Likewise, “[a]s a general rule, a federal court in a habeas corpus case will not review the trial court's actions concerning the admissibility of evidence” because the state court has wide discretion in determining whether to admit evidence at trial. Alderman v. Zant, 22 F.3d 1541, 1555 (11th Cir. 1994); see also Baxter v. Thomas, 45 F.3d 1501, 1509 (11th Cir. 1985) (federal habeas corpus is not the proper vehicle to correct evidentiary rulings). Nonetheless, reasonable jurists would not debate the trial court's admission of this evidence. As explained by the postconviction court, Petitioner had no reasonable expectation of privacy in the telephone calls made from jail. See Jackson v. State, 18 So.3d 1016, 1030 (Fla. 2009) (“[T]here is no reasonable expectation of privacy in . . . a telephone communication from jail during which warnings are issued[.]”). Petitioner was warned before every call with Ms. Shields that the calls were recorded. (See Doc. 296-2 at 454, 465, 497, 510, 526, 540, 554.) Therefore, under Jackson, he had no expectation of privacy, and the calls were admissible. Because Petitioner cannot show that the trial court erred in admitting the calls, Mr. Ermacora could not have been deficient for failing to challenge their admission. See Strickland, 466 U.S. at 687, 694. The state courts did not unreasonably conclude that Petitioner is not entitled to relief on this claim, and Ground Sixteen is denied.
R. Ground Eighteen (OP)
Petitioner claims that his custody violates the Eighth Amendment's cruel and unusual punishment clause. (Doc. 1 at 26.) He asserts that since his incarceration, “DOC Officers have used psychological abuse, physical abuse, starvation, threats, inmate assaults, and long term isolation to sensor [sic] postconviction appeals.” (Id.) These claims do not belong in a section 2254 habeas petition. When, as here, “an inmate challenges the circumstances of his confinement but not the validity of his conviction and/or sentence, then the claim is properly raised in a civil rights action under [42 U.S.C.] § 1983.” Hutcherson v. Riley, 468 F.3d 750, 754 (11th Cir. 2006) (internal quotations omitted); see also Vaz v. Skinner, 634 Fed.Appx. 778, 780 (11th Cir. 2015) (“[C]laims challenging the conditions of confinement fall outside of habeas corpus law.”). Accordingly, the claims raised in Ground Eighteen are dismissed without prejudice.
S. Ground Nine (TAP)
In Ground Nine of Petitioner's counseled petition, Habeas Counsel argues that “[t]he cumulative impact of Constitutional violations alleged in this Petition establishes a violation of [Petitioner's] rights under the Fifth, Sixth, and Fourteenth Amendments of the U.S. Constitution.” (Doc. 172 at 19.) Petitioner did not raise this claim in state court, and as a result, it is subject to dismissal as unexhausted and untimely. Moreover, to the extent Habeas Counsel raises this as an ineffective assistance claim, Petitioner has not established prejudice as to any individual claim or the collective effect of any deficient performance on the trial. See Morris v. Sec'y, Dep't of Corr., 677 F.3d 1117, 1132 (11th Cir. 2012) (rejecting claim of cumulative error since “none of [Petitioner's] individual claims of error or prejudice have any merit, and therefore we have nothing to accumulate”). And finally, absent Supreme Court precedent applying the cumulative error doctrine to federal habeas corpus claims, Petitioner cannot show entitlement to relief on a cumulative error claim under 28 U.S.C. § 2254(d)(1). See Forrest v. Fla. Dep't of Corr., 342 Fed.Appx. 560, 565 (11th Cir. 2009). Therefore, in addition to being dismissed as unexhausted and untimely, Ground Nine is denied on the merits.
IV. Conclusion
Based on the foregoing, and as specified above, Petitioner is not entitled to relief on any habeas claim presented here.
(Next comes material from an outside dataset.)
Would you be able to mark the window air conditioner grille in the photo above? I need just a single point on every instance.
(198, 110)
Accordingly, it is ordered that:
1. The Clerk is DIRECTED to dismiss the Attorney General as a respondent in this action and to terminate this party from the file.
2. Petitioner's motion for leave to file a pro se reply (Doc. 304) is GRANTED to the extent the Court has considered the reply filed by Petitioner on April 19, 2023 (Doc. 305) when reviewing the petitions.
3. Each claim in Petitioner's 28 U.S.C. § 2254 petition (Doc. 1) and third amended 28 U.S.C. § 2254 petition (Doc. 172) is denied on the merits, dismissed as untimely, or dismissed as unexhausted as specified above. Therefore, Petitioner is not entitled to federal habeas corpus relief, and the petitions (Doc. 1, Doc. 172) are DENIED.
4. The Clerk is further DIRECTED to enter judgment in favor of Respondent and against Petitioner, deny any pending motions as moot, terminate any deadlines, and close this case.
Pursuant to Rule 11(a) of the Rules Governing Section 2254 Cases in the United States District Courts, the “district court must issue or deny a certificate of appealability when it enters a final order adverse to the applicant.”
A prisoner seeking a writ of habeas corpus has no absolute entitlement to appeal a district court's denial of his petition. 28 U.S.C. § 2253(c)(1). Rather, a district court or circuit justice or judge must first issue a certificate of appealability (COA). “A [COA] may issue . . . only if the applicant has made a substantial showing of the denial of a constitutional right.” 28 U.S.C. § 2253(c)(2). To make this substantial showing, a petitioner “must demonstrate that reasonable jurists would find the district court's assessment of the constitutional claims debatable or wrong,” Slack v. McDaniel, 529 U.S. 473, 484 (2000), or that “the issues presented are adequate to deserve encouragement to proceed further.” Miller-El v. Cockrell, 537 U.S. 322, 336 (2003). When, as here, the district court has rejected a claim on procedural grounds, the petitioner must show that “jurists of reason would find it debatable whether the petition states a valid claim of the denial of a constitutional right and that jurists of reason would find it debatable whether the district court was correct in its procedural ruling.” Slack, 529 U.S. at 484.
Upon consideration of the record, the Court declines to issue a COA. Because Petitioner is not entitled to a COA, he is not entitled to appeal in forma pauperis.